Here are a couple of new shots showing my work the last day or two opening up the forward and rear torpedo tube doors. For the rear doors I drilled an opening then finished opening it up with a round hobby file. The forward doors I drilled a starter hole and cut the rest of the door out using polyester thread, the thread broke several times but cut through the plastic very well. The openings were cleaned up with a combination of flat, square and triangular files to a width of .135. 

http://img194.imageshack.us/img194/6200/puff45ln.jpg
http://img236.imageshack.us/img236/9775/puff39xl.jpg


----------



## Robert Hargrave (Dec 4, 2003)

Being as we modelers have a little artistic licensee to play around with our projects I thought I'd add a small spot of interest to the Puffers forward torpedo area. After cutting out the openings for the outer torpedo tube doors, I used a small strip of styrene and made 3 .125 round openings in the strip. Then I drilled out the end of a .125 piece of styrene rod to form a torpedo tube and cemented it in place. Next I rounded off a small piece of .080 styrene rod to form the head of a torpedo, inserted it into the end of the tube so when this is completed someone looking at the boat will see 2 of the forward torpedo tube doors open, with 2 torpedoes ready to be launched. I'm sure the tube ends did not look like this but I lack any photos or drawings of this area so I'm going with this idea.

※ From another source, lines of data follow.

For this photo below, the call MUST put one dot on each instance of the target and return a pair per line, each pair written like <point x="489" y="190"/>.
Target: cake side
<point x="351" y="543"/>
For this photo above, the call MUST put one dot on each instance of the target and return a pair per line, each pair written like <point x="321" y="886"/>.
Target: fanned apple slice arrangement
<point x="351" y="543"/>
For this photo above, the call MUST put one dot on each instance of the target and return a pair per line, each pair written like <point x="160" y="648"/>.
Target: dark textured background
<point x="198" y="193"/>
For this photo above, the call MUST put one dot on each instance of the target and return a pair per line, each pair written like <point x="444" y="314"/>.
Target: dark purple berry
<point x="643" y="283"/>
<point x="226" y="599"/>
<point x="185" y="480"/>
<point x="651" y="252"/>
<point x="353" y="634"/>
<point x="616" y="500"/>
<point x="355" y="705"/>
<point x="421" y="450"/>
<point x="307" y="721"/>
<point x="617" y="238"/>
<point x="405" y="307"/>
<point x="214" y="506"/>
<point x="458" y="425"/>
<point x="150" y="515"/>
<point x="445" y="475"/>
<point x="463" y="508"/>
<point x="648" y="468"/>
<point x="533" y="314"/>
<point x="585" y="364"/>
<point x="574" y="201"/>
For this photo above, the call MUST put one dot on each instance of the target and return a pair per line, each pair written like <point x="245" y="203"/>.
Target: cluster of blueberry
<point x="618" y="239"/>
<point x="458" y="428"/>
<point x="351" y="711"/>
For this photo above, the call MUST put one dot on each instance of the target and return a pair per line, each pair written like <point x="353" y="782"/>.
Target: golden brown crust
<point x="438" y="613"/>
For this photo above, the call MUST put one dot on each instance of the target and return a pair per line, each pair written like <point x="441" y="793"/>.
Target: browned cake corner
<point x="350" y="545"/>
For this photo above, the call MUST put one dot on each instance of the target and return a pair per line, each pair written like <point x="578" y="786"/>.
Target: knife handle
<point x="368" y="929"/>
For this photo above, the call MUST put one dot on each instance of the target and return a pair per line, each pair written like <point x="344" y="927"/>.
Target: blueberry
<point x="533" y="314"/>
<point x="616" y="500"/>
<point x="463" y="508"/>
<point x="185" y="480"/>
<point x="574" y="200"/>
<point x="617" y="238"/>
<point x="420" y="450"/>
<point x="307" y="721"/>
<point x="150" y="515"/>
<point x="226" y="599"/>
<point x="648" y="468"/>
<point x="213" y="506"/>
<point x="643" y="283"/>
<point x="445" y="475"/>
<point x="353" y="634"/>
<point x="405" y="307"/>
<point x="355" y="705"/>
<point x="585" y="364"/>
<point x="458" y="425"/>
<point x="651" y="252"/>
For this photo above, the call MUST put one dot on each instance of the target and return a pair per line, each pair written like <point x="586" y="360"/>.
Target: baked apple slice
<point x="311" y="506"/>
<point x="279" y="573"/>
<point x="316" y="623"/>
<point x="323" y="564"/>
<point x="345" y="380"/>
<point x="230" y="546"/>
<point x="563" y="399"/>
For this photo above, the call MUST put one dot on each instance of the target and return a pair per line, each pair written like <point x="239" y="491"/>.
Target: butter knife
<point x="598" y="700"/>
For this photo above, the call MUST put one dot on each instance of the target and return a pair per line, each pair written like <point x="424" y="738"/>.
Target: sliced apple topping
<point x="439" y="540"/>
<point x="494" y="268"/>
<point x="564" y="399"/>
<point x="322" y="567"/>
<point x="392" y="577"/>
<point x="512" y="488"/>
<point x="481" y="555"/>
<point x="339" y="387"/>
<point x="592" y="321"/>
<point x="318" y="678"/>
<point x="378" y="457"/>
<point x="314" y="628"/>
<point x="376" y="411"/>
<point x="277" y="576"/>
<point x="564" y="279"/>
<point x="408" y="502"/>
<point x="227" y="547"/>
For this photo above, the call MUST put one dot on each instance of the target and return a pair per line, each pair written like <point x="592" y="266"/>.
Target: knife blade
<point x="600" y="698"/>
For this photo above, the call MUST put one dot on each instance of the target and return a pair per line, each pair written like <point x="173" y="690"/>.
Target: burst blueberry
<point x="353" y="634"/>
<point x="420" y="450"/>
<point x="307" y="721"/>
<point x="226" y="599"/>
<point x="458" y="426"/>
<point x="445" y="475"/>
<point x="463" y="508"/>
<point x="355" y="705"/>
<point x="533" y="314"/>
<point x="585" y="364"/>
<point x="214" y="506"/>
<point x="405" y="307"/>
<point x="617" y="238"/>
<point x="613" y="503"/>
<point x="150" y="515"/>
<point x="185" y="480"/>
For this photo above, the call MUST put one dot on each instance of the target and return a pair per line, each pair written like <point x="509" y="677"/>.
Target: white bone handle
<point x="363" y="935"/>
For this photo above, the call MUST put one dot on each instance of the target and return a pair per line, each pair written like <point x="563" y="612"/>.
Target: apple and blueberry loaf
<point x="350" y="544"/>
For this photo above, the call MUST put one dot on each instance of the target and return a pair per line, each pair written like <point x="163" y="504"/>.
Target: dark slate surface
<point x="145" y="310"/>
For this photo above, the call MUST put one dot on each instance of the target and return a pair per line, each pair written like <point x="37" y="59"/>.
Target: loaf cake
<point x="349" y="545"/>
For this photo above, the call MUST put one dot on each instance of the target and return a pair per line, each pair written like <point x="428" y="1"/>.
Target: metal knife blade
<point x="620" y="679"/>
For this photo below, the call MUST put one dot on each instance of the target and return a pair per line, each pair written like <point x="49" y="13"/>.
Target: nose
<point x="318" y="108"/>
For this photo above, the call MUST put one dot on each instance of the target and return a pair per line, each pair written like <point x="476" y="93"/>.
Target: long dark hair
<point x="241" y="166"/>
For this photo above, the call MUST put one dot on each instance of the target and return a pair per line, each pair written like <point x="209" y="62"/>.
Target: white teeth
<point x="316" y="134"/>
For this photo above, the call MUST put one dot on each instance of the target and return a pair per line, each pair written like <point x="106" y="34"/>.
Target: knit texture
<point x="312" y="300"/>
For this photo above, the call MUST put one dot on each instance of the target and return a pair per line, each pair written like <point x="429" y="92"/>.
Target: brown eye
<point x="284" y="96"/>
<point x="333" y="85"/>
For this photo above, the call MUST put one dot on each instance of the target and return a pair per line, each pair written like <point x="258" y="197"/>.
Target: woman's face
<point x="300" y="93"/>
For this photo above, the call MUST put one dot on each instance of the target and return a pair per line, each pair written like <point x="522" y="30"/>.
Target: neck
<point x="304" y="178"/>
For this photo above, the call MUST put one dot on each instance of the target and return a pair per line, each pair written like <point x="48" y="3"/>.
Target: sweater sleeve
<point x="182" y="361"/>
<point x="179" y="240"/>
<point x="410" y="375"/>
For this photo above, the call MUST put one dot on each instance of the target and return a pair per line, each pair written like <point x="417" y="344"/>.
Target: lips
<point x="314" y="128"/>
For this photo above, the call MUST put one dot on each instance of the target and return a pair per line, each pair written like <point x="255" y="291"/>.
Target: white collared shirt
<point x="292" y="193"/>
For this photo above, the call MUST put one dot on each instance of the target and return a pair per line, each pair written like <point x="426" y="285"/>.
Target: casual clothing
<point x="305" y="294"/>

http://img209.imageshack.us/img209/9923/puff63gt.jpg


----------



## rokket2001 (Nov 6, 2005)

Nice touch, well worth the effort I think!


----------



## Robert Hargrave (Dec 4, 2003)

rokket2001 said:


> Nice touch, well worth the effort I think!


Thanks I think when all the finishing touches are add here it will be a really good looking point of interest. Last night I install deck planks to the forward gun deck of the sail, I used .010 x .040 styrene strips to make the planks. I cut and installed the center plank first leaving plenty of overhang, as this is cut away and sanded to match the shape of the gun deck later. Then using slow setting ACC I laid the next piece in place and using the edge of a piece of .022 brass wire I ran the wire between the two planks to get an equal spacing between them. The photo doesn't show the work so go, I even tried changing the contrast to make the planks stand out better.

http://img210.imageshack.us/my.php?image=puff70bp.jpg


----------



## rokket2001 (Nov 6, 2005)

the last pic doesn't open (maybe you moved the contrast too much! LOL).


----------



## Robert Hargrave (Dec 4, 2003)

It opens just fine for me, but in case I mucked it up here is another photo

http://img484.imageshack.us/img484/6818/puffer3uo.jpg


----------